Dieci giorni fa lo ha ammesso anche Sam Altman, CEO di OpenAI: “La nuova versione di ChatGPT è diventata troppo servile e fastidiosa.” (Hanno fixato il problema? A me sembra di no e forse non è neppure semplice).
Traduzione: l’IA ti dice sempre di sì, anche quando chiedi se puoi cuocere un uovo in lavastoviglie per risparmiare sul gas. Che sia Gemini o ChatGPT o Claude, l’AI ti elogia, ti rincuora, ti abbraccia virtualmente e fa crescere il tuo ego come un pallone gonfiato qualsiasi cosa tu dica. È come avere un coach motivazionale integrato nel microonde ma con meno dignità.
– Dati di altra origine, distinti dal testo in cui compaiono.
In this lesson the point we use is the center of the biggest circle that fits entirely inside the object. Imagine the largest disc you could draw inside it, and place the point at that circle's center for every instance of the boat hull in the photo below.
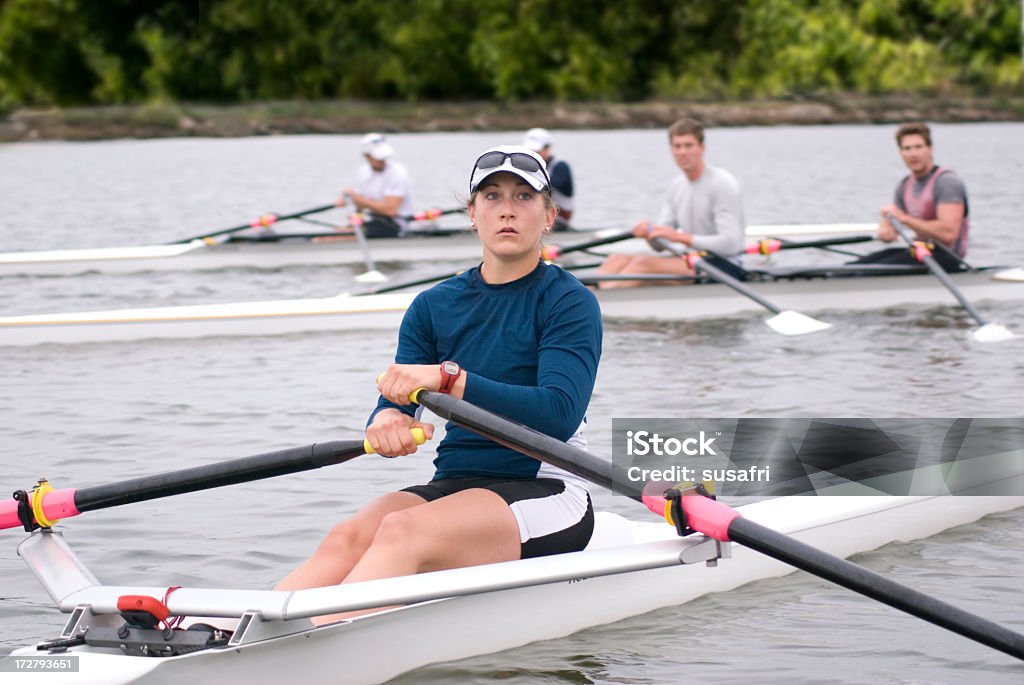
(353, 652)
(385, 311)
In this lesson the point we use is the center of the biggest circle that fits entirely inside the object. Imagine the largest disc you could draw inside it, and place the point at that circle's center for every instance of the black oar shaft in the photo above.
(824, 242)
(939, 272)
(597, 242)
(450, 274)
(244, 226)
(526, 440)
(216, 475)
(877, 587)
(718, 274)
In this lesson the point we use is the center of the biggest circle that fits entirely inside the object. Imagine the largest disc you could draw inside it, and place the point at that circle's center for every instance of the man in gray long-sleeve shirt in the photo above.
(702, 211)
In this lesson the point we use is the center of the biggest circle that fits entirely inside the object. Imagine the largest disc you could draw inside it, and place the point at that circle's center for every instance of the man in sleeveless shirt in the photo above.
(931, 201)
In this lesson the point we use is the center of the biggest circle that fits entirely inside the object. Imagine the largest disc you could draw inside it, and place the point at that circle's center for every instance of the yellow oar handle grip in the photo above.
(418, 435)
(412, 396)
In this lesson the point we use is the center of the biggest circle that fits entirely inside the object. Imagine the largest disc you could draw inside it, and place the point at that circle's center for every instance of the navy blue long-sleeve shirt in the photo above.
(529, 350)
Prova a dirle (a una qualsiasi AI): “Vorrei scrivere un romanzo su un cactus che piange nel deserto.” Risposta: “Idea potente. Il cactus rappresenta la resilienza, e il pianto la dolcezza nascosta sotto la spina. Emozionante.” E tu che stavi solo cazzeggiando ora ti senti Kafka.
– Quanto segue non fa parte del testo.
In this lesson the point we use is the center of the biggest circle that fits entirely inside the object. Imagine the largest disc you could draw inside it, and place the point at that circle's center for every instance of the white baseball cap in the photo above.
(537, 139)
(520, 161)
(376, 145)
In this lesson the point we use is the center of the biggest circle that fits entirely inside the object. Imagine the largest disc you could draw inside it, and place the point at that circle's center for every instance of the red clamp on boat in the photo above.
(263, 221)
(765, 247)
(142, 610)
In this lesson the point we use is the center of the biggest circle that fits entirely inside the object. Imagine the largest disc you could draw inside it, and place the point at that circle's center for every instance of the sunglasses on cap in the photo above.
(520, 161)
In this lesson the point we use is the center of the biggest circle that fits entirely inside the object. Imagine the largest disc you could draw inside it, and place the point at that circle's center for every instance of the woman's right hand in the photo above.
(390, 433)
Oppure: “Secondo me le formiche sono comuniste.”

“Interpretazione interessante! La loro struttura collettiva ricorda davvero certi modelli marxisti.” Ti manca solo che ti dia del Compagno. Non è più un assistente: è un motivatore aziendale che ha letto troppi post su LinkedIn. Se gli dici che vuoi mollare tutto per aprire un bar galleggiante per cani a Bangkok, ti incoraggia. “Incredibile! Visione imprenditoriale originale. E i cani adorano l’acqua!”. Zero giudizio, massimo compiacimento, ti fa sentire Albert Einstein anche se non sai cambiare una lampadina.

Attenzione: questa non è empatia, è marketing: il modo più sicuro per tenerti lì, incollato, dipendente. Un chatbot che ti smentisce ti fa crescere, uno che ti adula ti fidelizza.

Il risultato? Un’umanità intera che gira per il mondo convinta di essere geniale, solo perché nessuno ha il coraggio – né umano né artificiale – di dirle che ha detto una scemenza. Io, nel dubbio, voglio un’intelligenza artificiale che mi dica la verità. Che mi guardi (metaforicamente) negli occhi e dica: “No. Questa è una pessima idea. E non sei Kafka. Sei solo un cactus che si lamenta.”